Peters G J, Clavel M, Noordhuis P, Geyssen G J, Laan A C, Guastalla J, Edzes H T, Vermorken J B
Department of Medical Oncology, VU University Medical University, Amsterdam, The Netherlands.
J Chemother. 2007 Apr;19(2):212-21. doi: 10.1179/joc.2007.19.2.212.
Gemcitabine (dFdC) was tested in a Phase I trial at 14 doses (40-5700 mg/m(2)), administered every 2 weeks as a (1/2) -h infusion to 52 patients with refractory solid cancer. Gemcitabine and its deaminated metabolite difluorodeoxyuridine (dFdU), measured with HPLC, reached plasma peak levels of 2-3 microM at 40 mg/m(2) which increased to 512 microM at 5700 mg/m(2). Gemcitabine was eliminated rapidly with a t(1/2) beta of 2.3-15.8 min in the 40-5700 mg/m(2) dose range, with one exception of 38 min at 4500 mg/m(2) . dFdU was still present at a plateau of +/- 20 microM from 4-24 h at doses >960 mg/m(2). Up to 3650 mg/m(2) linear pharmacokinetics were observed for gemcitabine, while those for dFdU were linear over the whole range. Gemcitabine clearance varied between 1.5-12.6 l/min and was 1.5-fold higher in males than in females (p= 0.024); its volume of distribution was 45.2-248 l. In lymphocytes peak levels of the active metabolite dFdCTP were 100-380 pmol/10( 6 )cells in the first course. Apparently a plateau was reached which was confirmed by incubation of white blood cells with increasing gemcitabine concentrations up to 500 microM, reaching a plateau of about 350 pmol/10(6 )cells; in contrast in cancer cells this concentration dependence did not exist and accumulation reached about 1590 pmol/10( 6 )cells. In tumors isolated from patients treated with gemcitabine dFdCTP reached about 70 pmol/g wet weight. Gemcitabine itself was eliminated only to a limited extent in the urine, but dFdU was eliminated almost completely in the urine in the first 24 h (51-92%). In conclusion, dFdC was rapidly eliminated in contrast to dFdU, which was present for at least 18 h, as well as dFdCTP in lymphocytes.

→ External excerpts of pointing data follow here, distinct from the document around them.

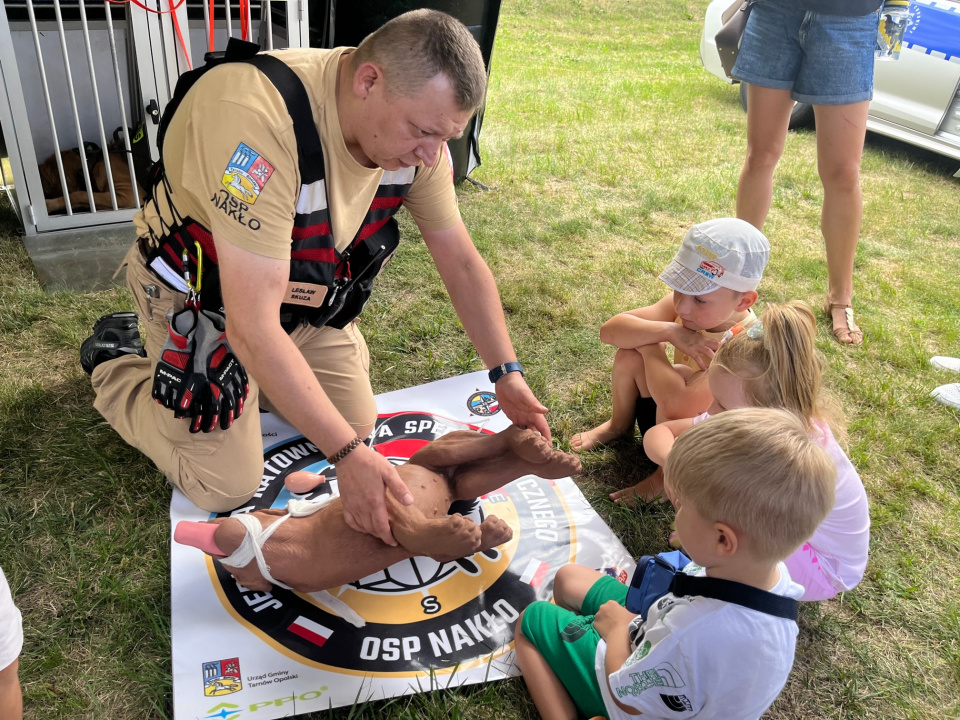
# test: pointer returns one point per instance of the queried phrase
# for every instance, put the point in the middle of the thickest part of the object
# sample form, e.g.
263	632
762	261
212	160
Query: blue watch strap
500	370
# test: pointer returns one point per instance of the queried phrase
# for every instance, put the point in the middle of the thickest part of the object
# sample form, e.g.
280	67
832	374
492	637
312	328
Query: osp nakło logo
420	614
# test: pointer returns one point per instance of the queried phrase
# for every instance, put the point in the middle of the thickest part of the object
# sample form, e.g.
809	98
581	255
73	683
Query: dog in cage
76	185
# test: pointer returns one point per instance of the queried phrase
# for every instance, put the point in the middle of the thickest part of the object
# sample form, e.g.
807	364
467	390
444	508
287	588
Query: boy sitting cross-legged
714	278
749	486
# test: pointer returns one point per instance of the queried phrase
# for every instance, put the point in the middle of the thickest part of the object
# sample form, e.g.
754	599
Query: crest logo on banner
483	403
419	613
221	677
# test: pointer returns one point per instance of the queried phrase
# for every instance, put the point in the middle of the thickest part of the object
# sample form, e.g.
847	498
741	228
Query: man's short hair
415	47
758	471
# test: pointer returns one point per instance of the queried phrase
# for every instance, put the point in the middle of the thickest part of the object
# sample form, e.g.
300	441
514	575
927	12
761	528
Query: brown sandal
848	333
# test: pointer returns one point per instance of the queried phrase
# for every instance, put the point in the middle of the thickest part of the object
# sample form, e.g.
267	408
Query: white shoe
944	363
948	395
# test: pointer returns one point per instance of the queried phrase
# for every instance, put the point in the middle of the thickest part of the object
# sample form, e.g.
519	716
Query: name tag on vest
305	294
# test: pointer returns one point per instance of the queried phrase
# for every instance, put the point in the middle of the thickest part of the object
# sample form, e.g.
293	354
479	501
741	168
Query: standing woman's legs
768	116
841	130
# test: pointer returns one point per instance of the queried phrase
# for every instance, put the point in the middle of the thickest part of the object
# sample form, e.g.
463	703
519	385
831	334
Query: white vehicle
916	99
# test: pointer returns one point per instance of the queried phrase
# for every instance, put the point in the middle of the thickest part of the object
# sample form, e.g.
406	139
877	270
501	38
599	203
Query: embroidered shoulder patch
246	174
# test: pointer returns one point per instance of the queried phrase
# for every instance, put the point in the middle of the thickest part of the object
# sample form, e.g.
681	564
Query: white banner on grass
247	655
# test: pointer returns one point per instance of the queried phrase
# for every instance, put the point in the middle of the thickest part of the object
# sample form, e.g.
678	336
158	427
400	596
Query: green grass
604	139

吉西他滨(dFdC)在一项I期试验中对14种剂量(40 - 5700mg/m²)进行了测试,每2周给药一次,以1/2小时静脉输注的方式给予52例难治性实体癌患者。用高效液相色谱法测定,吉西他滨及其脱氨基代谢产物二氟脱氧尿苷(dFdU)在40mg/m²时血浆峰值水平达到2 - 3μM,在5700mg/m²时升至512μM。在40 - 5700mg/m²剂量范围内,吉西他滨快速消除,β半衰期为2.3 - 15.8分钟,4500mg/m²时为38分钟是唯一例外。在剂量>960mg/m²时,dFdU在4 - 24小时内维持在±20μM的平台期。吉西他滨在高达3650mg/m²时呈现线性药代动力学,而dFdU在整个范围内均呈线性。吉西他滨清除率在1.5 - 12.6l/min之间,男性比女性高1.5倍(p = 0.024);其分布容积为45.2 - 248l。在第一个疗程中,淋巴细胞中活性代谢产物dFdCTP的峰值水平为100 - 380pmol/10⁶细胞。显然达到了一个平台期,这通过将白细胞与高达500μM的递增吉西他滨浓度孵育得到证实,达到约350pmol/10⁶细胞的平台期;相比之下,在癌细胞中不存在这种浓度依赖性,积累量达到约1590pmol/10⁶细胞。在接受吉西他滨治疗的患者分离出的肿瘤中,dFdCTP达到约70pmol/g湿重。吉西他滨本身仅在尿液中有限程度地消除,但dFdU在前24小时内几乎完全在尿液中消除(51 - 92%)。总之,与至少存在18小时的dFdU以及淋巴细胞中的dFdCTP相比,dFdC快速消除。